La ciudad y los días
Carlos Colón
Telebasura, telemanipula
Envío
Podemos despertarnos, a diez mil kilómetros de Sevilla, con el mismísimo campaneo de la Giralda? Si eso sucede es que amaneces un domingo de Pascua en Arequipa. La capital del sur peruano, a dos mil quinientos metros de altitud, la llamada ciudad blanca tanto por su piedra volcánica, tan bella como dúctil para canteros y escultores, cuanto por el predominio en ella de los españoles en medio del mar mestizo e indígena del Perú, es como una isla de presencia hispana, ciertamente ya diluida, en la que a nadie sorprende la irrupción de una tuna entre los veladores del pasaje de la Catedral o, ya en el templo, contemplar una copia exacta del Gran Poder, debida a Antonio Illanes.
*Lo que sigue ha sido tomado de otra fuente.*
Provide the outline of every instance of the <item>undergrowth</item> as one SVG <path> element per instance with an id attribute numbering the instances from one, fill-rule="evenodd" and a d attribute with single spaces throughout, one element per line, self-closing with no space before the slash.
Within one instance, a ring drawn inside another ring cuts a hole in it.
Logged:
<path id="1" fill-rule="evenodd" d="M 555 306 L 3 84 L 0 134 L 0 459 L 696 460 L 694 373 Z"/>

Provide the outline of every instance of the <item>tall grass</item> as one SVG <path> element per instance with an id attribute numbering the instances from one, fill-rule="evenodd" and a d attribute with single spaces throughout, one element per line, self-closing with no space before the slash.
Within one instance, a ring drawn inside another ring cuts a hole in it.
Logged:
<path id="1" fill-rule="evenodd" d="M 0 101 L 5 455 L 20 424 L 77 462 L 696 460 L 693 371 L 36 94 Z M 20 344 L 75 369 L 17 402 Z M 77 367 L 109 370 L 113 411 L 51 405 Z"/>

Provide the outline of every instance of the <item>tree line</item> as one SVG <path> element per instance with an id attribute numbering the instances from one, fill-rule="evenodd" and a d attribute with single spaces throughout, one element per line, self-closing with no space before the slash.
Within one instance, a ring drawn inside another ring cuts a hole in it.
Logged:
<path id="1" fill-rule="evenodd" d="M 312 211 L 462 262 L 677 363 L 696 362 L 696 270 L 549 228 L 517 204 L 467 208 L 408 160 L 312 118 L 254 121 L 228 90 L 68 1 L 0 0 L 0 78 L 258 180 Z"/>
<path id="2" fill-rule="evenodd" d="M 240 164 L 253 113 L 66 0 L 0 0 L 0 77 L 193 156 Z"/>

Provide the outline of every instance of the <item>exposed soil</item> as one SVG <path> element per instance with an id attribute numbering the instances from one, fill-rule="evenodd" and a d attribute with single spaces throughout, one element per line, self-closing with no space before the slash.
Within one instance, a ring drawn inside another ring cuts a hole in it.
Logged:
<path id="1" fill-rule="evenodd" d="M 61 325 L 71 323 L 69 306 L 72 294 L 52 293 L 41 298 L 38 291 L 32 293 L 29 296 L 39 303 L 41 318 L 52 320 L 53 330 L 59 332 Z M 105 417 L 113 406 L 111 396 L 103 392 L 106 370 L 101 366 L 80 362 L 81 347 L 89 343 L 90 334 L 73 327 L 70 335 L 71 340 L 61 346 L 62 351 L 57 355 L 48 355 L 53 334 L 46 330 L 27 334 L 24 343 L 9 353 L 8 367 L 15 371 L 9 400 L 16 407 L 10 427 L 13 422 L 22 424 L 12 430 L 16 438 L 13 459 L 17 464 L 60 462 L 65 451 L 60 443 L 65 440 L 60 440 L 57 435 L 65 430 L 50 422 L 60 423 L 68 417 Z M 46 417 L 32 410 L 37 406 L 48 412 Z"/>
Más tarde, en la iglesia de la Compañía llegaremos a ver una Macarena que poco debe formalmente a la nuestra excepto el nombre, que tampoco es cosa baladí. ¡Cómo se alza el corazón en el gigantesco monasterio de Santa Catalina, poblado en su día por cientos de dominicas, cuando pasea por las encaladas calles interiores de Córdoba, Sevilla, Burgos o la plaza de Zocodover, se diría que trasplantadas desde Andalucía!
Arequipa, “una pistola apuntando directamente al corazón de Lima”, como la definiera un prócer local, se batió heroicamente contra los “libertadores” y desde entonces fue el bastión de la resistencia frente al centralismo limeño, origen de infinidad de motines y levantamientos, siempre en guardia ante el aplastante peso de la hoy macrourbe de once millones de habitantes. ¡Cuántas veces habrán tañido a rebato las campanas de la Catedral de Arequipa en estos dos siglos desde lo de Ayacucho! Pero el 8 de mayo, como todas las del Perú, tocaron a gloria por la elección del papa León, más peruano que cualquier otra cosa tras sus cuarenta años de misión en el país. Muchas cosas se han dicho desde entonces de Robert Francis Prevost Martínez, pero quizá no se ha reparado suficientemente en su condición de compañero y continuador de los cientos de obispos, de los miles y miles de misioneros españoles que allí le precedieron o con los que ha convivido durante tanto tiempo, protagonistas principales de la implantación en tierras de dificultad inimaginable desde Europa de una Iglesia hoy asediada por el auge simultáneo de cultos vagamente incaicos, del sincretismo y las sectas protestantes. Gloria in excelsis Deo y, como cantara Pemán, “gloria a la Patria que supo seguir sobre el azul del mar el caminar del sol”.